Table 8 Response optimization: SNRA3, SNRA2, and SNRA1
Table 9 Best setting obtained with best Signal to Noise Ratios
Fig. 12
figure 12

Optimization plot of tensile test using UTT

8 Summary

In this study, PLA, HAp and CS based composite material has been used for fabrication of biocompatible and biodegradable feedstock filament. Following are the conclusions from the present study:

  1. (a)

    In MFI testing (according to Table 1) of different compositions it was found that only four composition (84%–4%–12%, 80%–8%–12%, 91%–8%–1%, 90%–8%–2%) flow rate is continuous which is suitable for drawing the feedstock filament.

  2. (b)

    The peak strength according to Table 2, two compositions/proportion (91%–8%–1%, 90%–8%–2%) is high which is highly suitable to work on FDM for preparation of scaffolds.

  3. (c)

    In thermal analysis it was concluded that; according to Fig. 6 and Table 3 two compositions (91%–8%–1% and 80%–8%–12%) are less crystallization, which is best suitable for using biomedical applications/implants other compositions are more crystalline.

  4. (d)

    Based upon SEM analysis (Figs. 7, 8, 9, and 10) concluded that both the compositions/ proportions (91%–8%–1% & 90%–8%–2%) of feedstock filament grain structure is similar to open porous structure.
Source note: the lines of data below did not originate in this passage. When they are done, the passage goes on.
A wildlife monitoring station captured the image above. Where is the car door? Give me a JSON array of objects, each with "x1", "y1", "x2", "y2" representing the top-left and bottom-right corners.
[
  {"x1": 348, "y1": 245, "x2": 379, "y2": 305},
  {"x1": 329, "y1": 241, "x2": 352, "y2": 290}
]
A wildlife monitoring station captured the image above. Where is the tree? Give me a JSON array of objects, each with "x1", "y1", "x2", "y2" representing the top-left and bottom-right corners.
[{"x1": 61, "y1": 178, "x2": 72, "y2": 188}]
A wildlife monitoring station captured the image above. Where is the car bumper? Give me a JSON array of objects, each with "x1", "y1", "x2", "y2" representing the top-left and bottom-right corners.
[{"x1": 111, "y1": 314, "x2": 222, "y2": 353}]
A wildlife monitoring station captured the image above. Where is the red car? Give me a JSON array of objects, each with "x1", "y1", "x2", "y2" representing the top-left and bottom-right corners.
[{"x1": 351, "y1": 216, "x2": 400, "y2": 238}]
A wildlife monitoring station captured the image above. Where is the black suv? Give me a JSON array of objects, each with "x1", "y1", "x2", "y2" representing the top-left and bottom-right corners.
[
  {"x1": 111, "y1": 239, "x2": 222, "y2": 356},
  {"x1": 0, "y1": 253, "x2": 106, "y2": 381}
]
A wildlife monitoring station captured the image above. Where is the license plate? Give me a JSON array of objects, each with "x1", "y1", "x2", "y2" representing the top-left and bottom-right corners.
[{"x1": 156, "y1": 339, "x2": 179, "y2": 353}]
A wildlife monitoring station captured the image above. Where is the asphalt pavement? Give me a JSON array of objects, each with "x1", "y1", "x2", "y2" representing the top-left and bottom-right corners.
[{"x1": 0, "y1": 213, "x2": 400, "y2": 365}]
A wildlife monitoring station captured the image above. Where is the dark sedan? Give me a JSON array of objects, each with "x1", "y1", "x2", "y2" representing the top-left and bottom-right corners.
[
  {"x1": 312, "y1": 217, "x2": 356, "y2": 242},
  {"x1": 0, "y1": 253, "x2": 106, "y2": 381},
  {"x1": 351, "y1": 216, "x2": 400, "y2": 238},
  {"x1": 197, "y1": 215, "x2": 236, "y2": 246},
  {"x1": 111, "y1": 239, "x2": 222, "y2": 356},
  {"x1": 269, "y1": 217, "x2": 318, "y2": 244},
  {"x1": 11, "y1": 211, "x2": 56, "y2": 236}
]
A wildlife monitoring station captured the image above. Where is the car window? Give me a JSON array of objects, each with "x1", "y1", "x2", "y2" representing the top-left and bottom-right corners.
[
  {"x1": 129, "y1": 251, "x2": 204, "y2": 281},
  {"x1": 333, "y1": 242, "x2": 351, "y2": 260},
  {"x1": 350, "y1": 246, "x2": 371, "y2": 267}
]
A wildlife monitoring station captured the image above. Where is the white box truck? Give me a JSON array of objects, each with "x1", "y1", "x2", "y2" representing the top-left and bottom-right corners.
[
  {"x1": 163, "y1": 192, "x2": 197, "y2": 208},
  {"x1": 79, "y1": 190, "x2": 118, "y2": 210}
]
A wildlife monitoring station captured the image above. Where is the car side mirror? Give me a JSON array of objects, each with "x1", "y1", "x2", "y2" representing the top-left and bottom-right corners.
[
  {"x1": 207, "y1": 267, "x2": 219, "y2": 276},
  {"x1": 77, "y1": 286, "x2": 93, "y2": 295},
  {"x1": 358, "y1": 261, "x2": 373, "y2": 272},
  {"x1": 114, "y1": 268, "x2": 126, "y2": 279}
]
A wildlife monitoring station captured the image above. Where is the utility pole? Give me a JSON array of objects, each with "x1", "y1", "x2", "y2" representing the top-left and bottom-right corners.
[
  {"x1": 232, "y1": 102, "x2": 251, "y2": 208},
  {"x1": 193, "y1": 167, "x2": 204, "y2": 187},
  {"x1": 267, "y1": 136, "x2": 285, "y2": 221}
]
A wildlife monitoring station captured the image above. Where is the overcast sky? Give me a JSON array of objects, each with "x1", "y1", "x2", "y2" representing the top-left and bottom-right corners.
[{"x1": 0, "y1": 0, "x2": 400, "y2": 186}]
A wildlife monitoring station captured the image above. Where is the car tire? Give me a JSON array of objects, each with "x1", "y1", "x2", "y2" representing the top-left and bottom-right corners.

Hence can be gainfully employed for cell growth.

  5. (e)

    Overall, based on rheological, Thermal and Tensile experimentation it has to conclude that best composition for working on TSE, FDM and for biomedical applications/ implants is “PLA91%-HAp8%-CS1%” because it has continuous and good flowablity, high tensile strength (Peak strength), suitable glass transition and melting temperature and also low crystalline; which has suitable for biomedical applications.

  6. (f)

    Finally based upon Taguchi analysis and regression model for PLA91%-HAp8%-CS1% based feed stock filament, temperature at 190 °C, RPM 140 and dead weight 12 kg are the recommended optimized settings on TSE. The functional prototypes developed at proposed settings will have better scaffolding which will provides attractive surfaces for new bone cells.